# FAQ
For questions, help or feature requests please contact gear_genomics@embl.de
# Does Alfred support the CRAM format?
Yes, Alfred uses HTSlib to read/write BAM/CRAM files.
# Is there an example data set to test my Alfred installation?
The github source code includes a minimal example to check that alfred compiled properly from source and that the web front end is working.
alfred qc -r example/E.coli.fa.gz -o example/stats.tsv.gz example/E.coli.cram
Rscript scripts/stats.R example/stats.tsv.gz
For the web front end.
alfred qc -r example/E.coli.fa.gz -f json -o ecoli.json.gz example/E.coli.cram
Please upload ecoli.json.gz
to the Alfred web application.
# Is the feature counting paired-end aware?
Yes, Alfred counts fragments (read pairs) and not individual reads.
# Why are hard clipping statistics always zero?

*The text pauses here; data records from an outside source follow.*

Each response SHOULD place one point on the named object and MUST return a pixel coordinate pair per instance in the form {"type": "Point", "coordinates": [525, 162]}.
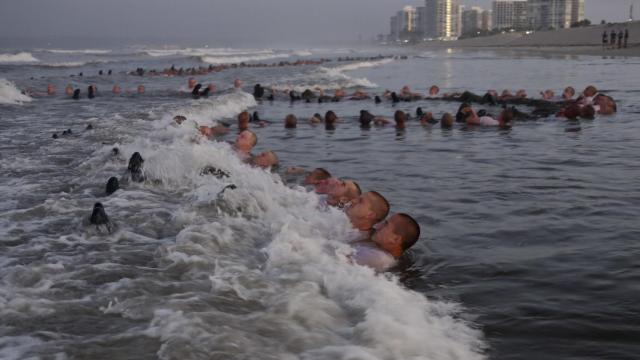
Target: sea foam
{"type": "Point", "coordinates": [10, 95]}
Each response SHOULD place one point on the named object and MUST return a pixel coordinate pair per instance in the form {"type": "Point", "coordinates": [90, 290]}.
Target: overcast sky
{"type": "Point", "coordinates": [226, 22]}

Many aligners trim primary alignments using soft-clips and only secondary and supplementary alignments use hard clips. For long reads you may want to evaluate secondary and supplementary alignments using the -s
and -u
command-line flags.
alfred qc -su -r <genome.fa> <input.bam>
# Calculation of InDel rates and sequencing error rate?
The sequencing error rates are calculated over all aligned bases. The total number of deletions, character D in the Cigar string, is divided by the total number of aligned bases (Cigar M). The same approach is used for insertion (Cigar I) and mismatches (Cigar M and mismatch to reference).